David Gaider wrote...
For starters, I never said that making elves the same height (or roughly-- they are still shorter) as humans makes interaction possible. It makes it easier, on a systemic scale when you're taking into account things like camera angle (where the head needs to be centered) and animations (when "matching up" where interacting models touch).
This is fair enough, but to be equally fair i was addressing comment which sprang from your initial remark; and it was to question whether this change makes things
so much easier that it'd result in significant increase in amount of presented conversations, interactive cutscenes etc. (this isn't to question if DA2 is going to have more animations and such in general, but i'd be more willing to chalk up
that to considerable increase of your animation staff, than this particular change in character dimensions)
You reduce the number of variables involved and therefore questions of interacting stop having "but what if it's an elf? what if it's a dwarf?" automatically tacked on.
However as long as there's some actual variables involved this question never really goes away, does it? This only stops being an issue when the shapes become virtually identical, and they aren't. And what you do isn't as much reduction of variables as swapping one for another.

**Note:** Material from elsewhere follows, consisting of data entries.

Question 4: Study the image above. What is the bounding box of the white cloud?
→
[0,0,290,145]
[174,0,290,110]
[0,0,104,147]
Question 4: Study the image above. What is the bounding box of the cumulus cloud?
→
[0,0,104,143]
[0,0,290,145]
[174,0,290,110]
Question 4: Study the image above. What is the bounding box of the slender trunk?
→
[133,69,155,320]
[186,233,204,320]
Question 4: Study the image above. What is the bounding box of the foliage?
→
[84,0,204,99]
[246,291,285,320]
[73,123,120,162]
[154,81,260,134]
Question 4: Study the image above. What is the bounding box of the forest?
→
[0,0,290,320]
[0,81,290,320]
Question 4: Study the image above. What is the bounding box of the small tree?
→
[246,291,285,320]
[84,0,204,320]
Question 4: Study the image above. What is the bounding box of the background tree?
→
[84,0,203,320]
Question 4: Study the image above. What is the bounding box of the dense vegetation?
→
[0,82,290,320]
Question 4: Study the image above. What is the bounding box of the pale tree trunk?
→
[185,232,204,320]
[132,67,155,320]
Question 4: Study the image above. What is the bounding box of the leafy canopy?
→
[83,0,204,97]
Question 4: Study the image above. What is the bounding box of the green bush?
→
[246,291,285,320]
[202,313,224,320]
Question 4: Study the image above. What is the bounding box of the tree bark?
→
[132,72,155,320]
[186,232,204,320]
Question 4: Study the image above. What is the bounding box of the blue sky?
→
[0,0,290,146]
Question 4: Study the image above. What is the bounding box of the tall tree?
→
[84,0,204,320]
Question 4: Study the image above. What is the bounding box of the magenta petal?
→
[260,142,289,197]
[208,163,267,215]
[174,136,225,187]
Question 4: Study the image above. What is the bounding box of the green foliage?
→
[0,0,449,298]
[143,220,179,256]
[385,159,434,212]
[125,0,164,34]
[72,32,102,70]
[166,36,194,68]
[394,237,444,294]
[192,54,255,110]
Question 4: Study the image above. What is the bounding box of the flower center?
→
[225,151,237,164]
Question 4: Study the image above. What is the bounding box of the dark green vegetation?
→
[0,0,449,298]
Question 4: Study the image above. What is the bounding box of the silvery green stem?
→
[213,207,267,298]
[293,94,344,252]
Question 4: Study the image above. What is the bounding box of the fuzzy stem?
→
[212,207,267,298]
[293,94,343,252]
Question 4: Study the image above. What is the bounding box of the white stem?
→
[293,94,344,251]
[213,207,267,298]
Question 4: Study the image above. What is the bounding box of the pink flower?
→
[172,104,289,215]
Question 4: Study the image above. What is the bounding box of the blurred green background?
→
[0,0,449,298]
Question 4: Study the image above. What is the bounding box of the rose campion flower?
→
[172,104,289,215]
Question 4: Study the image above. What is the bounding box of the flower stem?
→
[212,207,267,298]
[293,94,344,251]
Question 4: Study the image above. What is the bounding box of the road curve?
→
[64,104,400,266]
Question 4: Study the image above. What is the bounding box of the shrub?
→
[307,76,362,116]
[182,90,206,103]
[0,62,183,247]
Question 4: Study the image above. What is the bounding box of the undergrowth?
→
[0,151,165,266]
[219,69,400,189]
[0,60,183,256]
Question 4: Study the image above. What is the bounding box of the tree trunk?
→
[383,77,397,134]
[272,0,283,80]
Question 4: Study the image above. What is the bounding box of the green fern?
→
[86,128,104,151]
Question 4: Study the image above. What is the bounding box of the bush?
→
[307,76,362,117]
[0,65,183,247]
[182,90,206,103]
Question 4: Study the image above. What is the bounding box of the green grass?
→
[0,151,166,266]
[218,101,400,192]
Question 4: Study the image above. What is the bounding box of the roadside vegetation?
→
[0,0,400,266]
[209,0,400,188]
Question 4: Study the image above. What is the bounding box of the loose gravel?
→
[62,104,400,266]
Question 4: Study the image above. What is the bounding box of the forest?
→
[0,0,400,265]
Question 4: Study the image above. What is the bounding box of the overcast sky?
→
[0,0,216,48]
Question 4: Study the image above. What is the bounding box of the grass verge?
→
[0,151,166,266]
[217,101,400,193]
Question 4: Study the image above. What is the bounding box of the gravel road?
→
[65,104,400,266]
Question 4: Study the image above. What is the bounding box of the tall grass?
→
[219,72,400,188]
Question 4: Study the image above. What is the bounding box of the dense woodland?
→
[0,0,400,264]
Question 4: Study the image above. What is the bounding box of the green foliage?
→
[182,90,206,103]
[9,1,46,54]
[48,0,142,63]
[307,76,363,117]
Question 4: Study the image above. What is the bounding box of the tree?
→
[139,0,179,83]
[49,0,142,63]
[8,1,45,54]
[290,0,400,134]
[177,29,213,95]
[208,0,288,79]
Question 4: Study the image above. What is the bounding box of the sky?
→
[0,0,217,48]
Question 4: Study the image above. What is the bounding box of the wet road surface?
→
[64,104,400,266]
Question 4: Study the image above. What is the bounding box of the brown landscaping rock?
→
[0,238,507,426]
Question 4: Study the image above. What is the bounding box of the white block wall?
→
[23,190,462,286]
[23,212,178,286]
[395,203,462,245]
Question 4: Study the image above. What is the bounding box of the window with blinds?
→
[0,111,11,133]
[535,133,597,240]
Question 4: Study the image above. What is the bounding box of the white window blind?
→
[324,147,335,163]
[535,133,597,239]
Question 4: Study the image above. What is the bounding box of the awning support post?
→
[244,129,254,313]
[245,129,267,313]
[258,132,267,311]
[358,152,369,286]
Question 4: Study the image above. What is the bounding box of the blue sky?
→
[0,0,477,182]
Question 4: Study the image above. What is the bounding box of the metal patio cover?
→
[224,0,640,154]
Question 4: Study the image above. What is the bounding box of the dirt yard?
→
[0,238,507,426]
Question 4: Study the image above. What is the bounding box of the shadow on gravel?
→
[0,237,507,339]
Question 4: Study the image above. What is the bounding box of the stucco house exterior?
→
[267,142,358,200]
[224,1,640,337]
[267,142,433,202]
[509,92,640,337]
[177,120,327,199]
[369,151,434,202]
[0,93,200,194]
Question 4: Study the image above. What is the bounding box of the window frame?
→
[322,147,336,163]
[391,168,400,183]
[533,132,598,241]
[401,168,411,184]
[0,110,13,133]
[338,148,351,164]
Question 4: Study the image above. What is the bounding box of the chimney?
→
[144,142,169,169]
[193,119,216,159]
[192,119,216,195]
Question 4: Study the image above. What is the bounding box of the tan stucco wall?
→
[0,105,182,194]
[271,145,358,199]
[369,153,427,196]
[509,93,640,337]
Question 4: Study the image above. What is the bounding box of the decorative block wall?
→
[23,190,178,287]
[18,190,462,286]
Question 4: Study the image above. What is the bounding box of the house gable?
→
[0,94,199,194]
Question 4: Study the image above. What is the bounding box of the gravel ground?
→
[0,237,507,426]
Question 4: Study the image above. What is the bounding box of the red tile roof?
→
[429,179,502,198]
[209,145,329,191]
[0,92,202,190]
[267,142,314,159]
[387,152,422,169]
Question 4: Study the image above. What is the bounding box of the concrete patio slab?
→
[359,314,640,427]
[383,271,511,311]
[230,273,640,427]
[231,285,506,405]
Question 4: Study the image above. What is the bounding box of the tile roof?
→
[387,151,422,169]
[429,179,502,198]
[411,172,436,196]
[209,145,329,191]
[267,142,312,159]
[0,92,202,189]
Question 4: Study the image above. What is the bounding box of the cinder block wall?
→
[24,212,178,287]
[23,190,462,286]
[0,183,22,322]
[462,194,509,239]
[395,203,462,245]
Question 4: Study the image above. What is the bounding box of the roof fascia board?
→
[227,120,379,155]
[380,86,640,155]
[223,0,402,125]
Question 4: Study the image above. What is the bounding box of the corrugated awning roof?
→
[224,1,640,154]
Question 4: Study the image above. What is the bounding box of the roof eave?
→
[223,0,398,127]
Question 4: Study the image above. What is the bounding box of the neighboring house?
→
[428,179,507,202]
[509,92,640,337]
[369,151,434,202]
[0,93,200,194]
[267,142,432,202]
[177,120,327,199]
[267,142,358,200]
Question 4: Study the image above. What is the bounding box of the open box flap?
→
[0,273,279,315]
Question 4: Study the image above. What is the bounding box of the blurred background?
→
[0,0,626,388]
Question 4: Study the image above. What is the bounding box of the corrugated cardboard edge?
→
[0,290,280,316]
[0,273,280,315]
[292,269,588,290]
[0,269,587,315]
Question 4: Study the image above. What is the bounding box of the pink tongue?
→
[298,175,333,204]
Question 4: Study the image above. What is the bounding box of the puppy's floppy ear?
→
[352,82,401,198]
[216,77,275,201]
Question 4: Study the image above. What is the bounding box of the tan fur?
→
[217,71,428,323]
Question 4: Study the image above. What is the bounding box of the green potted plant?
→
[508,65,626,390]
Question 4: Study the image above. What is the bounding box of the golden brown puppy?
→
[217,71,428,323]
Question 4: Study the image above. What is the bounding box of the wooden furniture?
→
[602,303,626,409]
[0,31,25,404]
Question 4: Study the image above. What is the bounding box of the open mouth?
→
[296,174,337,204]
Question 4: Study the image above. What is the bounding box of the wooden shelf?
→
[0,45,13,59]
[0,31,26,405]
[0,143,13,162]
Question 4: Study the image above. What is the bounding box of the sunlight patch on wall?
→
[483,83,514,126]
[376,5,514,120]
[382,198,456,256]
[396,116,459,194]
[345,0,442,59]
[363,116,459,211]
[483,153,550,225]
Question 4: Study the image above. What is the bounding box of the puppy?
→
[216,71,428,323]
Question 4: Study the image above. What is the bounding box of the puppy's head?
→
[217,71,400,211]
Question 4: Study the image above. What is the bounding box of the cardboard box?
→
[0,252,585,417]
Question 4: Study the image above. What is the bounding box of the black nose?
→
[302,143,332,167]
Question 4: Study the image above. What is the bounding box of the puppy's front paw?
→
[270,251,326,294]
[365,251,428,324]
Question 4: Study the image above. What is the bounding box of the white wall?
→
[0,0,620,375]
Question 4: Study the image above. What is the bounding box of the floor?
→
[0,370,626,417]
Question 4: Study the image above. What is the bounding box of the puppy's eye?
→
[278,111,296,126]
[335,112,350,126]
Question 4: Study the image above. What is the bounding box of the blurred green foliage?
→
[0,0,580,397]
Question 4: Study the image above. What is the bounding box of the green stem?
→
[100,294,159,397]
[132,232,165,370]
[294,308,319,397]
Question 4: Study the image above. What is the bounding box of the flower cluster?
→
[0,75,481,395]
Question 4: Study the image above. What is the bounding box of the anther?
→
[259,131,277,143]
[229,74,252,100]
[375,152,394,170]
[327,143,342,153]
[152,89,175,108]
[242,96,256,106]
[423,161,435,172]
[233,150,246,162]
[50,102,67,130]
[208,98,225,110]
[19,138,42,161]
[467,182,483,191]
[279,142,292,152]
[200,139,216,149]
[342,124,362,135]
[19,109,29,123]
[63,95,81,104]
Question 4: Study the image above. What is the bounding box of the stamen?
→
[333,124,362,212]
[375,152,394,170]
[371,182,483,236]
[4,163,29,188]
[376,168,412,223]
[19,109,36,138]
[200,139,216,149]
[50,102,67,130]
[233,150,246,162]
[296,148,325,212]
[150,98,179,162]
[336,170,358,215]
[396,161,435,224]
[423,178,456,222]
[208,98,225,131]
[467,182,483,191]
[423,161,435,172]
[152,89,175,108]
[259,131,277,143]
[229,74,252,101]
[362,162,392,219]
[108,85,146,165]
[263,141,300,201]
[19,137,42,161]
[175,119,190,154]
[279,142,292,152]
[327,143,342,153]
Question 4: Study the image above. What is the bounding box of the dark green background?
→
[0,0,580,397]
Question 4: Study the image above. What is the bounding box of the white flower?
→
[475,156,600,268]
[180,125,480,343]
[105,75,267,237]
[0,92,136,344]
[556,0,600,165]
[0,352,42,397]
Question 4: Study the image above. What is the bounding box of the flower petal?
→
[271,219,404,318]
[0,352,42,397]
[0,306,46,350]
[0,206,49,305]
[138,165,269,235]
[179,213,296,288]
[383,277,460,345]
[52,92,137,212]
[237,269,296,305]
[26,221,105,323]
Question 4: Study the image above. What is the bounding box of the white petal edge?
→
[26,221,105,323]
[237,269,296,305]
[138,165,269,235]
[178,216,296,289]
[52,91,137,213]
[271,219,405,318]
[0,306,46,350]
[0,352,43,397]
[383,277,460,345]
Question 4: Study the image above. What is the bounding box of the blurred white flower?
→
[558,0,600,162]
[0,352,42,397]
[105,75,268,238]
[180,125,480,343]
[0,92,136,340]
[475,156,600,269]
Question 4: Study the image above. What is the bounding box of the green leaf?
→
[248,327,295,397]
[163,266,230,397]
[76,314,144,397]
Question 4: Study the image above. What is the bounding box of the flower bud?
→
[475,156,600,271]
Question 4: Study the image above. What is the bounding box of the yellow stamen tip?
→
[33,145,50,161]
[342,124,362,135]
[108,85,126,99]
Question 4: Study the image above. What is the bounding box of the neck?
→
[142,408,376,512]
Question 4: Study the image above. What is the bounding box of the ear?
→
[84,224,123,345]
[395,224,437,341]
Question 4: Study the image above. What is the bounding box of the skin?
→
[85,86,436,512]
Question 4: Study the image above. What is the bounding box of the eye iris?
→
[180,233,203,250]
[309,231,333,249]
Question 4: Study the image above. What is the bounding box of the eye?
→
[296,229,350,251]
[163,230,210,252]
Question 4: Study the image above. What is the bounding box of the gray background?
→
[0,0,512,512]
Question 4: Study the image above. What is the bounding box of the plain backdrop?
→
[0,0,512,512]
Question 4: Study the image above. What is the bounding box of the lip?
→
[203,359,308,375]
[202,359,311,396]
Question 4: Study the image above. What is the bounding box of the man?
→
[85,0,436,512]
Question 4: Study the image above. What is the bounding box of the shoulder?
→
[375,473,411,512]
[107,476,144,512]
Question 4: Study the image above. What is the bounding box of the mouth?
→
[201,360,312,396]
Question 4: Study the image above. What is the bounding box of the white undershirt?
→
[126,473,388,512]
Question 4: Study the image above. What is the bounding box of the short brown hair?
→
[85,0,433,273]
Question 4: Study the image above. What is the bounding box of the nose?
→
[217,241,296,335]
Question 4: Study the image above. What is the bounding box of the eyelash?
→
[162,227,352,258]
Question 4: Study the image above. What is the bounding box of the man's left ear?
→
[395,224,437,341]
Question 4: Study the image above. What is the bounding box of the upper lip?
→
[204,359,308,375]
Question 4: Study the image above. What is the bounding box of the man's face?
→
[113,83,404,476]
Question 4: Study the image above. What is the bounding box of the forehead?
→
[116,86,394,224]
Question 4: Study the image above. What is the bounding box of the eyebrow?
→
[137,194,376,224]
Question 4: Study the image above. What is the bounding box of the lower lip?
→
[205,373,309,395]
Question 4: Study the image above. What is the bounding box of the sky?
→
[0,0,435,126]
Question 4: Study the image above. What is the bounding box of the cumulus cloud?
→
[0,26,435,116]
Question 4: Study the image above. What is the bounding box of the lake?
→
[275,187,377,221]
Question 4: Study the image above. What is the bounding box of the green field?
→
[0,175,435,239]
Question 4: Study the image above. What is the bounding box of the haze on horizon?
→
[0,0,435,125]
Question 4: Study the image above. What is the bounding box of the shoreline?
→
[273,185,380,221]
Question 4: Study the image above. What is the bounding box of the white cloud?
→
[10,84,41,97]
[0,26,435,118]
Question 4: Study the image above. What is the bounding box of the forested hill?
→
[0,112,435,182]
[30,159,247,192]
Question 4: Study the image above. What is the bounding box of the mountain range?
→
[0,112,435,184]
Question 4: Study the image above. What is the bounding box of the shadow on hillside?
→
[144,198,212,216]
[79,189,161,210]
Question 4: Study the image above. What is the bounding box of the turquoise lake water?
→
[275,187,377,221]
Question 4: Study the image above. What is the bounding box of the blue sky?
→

The other reason, an attempt to avoid too child-like appearance, i can see that given the knee-jerk reactions in Merrill thread and whatnot. It's unfortunate but, well.
and considering that I never thought of elves as in "they must all be shorter than humans" (as they were in D&D) I don't really think it's a big deal.
So, does that mean the DA elves
are on average human-like when it comes to height, as far as "lorelol" is concerned? Honestly, as the lead writer you must have
some mental image what they're like in your own settings?